I did some surgery on my Powerbook 160 last night. Apple, in its wisdom 20 years ago, soldered the clock battery to a daughtercard, and from all I’ve read the machine won’t boot if the batteries are dead. So I busted out the iron and got the original battery off (with some difficulty), then put a new one in. Unfortunately it still didn’t come on. No bong, no whine, nothing. I have a working G3 Pismo in the basement for any OS 9 needs, but it would be fun to have an working monochrome Mac in the house, for old time’s sake.
Rooting through the basement a few weeks ago, I stumbled across a tupperware full of unused black and white film. Never one to waste money or pass up a challenge, I dusted off my Minolta X-700 and found it, too had dead batteries. With the clock battery order I got two new cells for the camera, and dropped them in. It fired right up and I started shooting pictures again. Having practiced about 10,000 digital shutter actuations on the D70, I knew exactly how to use it, and I’m hoping the film is still good so that I can develop some film. I have a scanner at work with a negative attachment, so I’m going to plug that in tomorrow and try it out. If I get good results, I’ll start scanning boxes of negs we have sitting around the house.

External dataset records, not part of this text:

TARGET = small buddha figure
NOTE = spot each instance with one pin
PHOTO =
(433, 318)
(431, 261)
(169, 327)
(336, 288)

This Minolta is actually my second. My father has always been a camera nut, and he bought me the first when I left for college. I used it through most of my freshman year, until my asshat second-semester roommate invited a homeless thief to stay in our apartment for a few days. Predictably, it went missing. My dad replaced it that summer with a new one, and it served me well through four years of college and afterward as my primary camera until I bought my first digital. It’s a shame I didn’t learn to master it then as much as I wanted to, but I hope I can now use my digital experience to improve my film skills.